Подошел старший надзиратель, который в этот день считал нужным в обязательном порядке быть возле меня. А может быть, не считал, да его обязали. Но он или халатно относился к поручению, или специально делал так, чтобы я иногда оставался с заключенным один на один.
Старший надзиратель — лет сорока пяти в погонах старшины. Словно бы в шутку, он подхватил заключенного под руку и сказал:

— Опять, Елизар Елизарович, палишь по воробьям? Все надеешься, что из этих серых птичек, — он кивнул на меня, — может вырасти сокол или орел?

Бывший полковник высвободил руку.

— О господи, можно подумать, что вы уже оперились. Подумаешь, старшиной стали! За что получили повышение-то? За отличную службу в ВОХРе? И каковы ваши убеждения, гражданин старшина? И что вам за дело до моих разговоров с кем бы то ни было?

— Зарядов жалко.

— Ага. Жалела Тася, что парню не отдалася.

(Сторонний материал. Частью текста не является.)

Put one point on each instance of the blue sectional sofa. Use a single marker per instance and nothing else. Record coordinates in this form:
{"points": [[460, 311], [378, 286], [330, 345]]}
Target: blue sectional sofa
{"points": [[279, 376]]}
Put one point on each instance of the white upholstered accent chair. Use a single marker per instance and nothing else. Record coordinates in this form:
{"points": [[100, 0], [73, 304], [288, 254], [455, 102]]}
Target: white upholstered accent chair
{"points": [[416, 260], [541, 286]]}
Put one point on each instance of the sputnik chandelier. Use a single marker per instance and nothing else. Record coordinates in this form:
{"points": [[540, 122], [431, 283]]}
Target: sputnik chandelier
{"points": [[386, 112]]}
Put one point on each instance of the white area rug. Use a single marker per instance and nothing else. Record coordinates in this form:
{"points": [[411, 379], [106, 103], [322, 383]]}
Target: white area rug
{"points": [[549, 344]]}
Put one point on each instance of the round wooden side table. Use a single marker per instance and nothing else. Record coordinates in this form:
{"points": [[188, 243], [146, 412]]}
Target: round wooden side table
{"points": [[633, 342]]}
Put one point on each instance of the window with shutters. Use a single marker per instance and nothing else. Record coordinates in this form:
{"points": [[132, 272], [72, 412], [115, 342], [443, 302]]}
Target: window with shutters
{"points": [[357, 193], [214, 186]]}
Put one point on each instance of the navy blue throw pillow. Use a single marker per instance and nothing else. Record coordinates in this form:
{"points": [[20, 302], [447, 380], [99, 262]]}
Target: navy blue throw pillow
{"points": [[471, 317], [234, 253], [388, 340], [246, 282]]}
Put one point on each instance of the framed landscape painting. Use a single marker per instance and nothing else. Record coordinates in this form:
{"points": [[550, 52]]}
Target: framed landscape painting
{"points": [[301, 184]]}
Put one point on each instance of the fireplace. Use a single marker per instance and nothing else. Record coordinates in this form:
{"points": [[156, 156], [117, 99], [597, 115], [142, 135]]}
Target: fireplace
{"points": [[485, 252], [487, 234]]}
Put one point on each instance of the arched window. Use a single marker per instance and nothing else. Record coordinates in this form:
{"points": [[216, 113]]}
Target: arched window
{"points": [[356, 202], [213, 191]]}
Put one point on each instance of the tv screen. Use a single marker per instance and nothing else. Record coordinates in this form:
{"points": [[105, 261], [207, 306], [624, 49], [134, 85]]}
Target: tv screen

— Да ну! Во дает старик! Слушай, Елизар Елизарович, а ведь этот человек, — опять кивок в мою сторону, — не на себя лично работает.

— Можете не продолжать. На него у нас есть характеристика. Она состоит всего из одного громкого слова — «Че-ло-век!», чего вам, смею думать, не заслужить до конца ваших дней. И потом, кому как не им, из управления стройки, беспокоиться, кого они здесь, в парниковых условиях, выращивают — будущих интеллектуалов или еще более отъявленных негодяев, которых нельзя выпускать из зоны для приумножения роста преступности. Или нет тому достаточных примеров?

— С тобой, Елизар Елизарович, не поспоришь. Забиваешь своей ерундицией. Начитался и валишь...

— И не поспоришь, гражданин надзиратель. Чтобы вступать со мной в дискуссию, особенно на политическую тему, надо, как минимум, знать учение Маркса, Энгельса, Ленина.

— А Сталина?

— Читайте и Сталина. Особенно «Вопросы языкознания».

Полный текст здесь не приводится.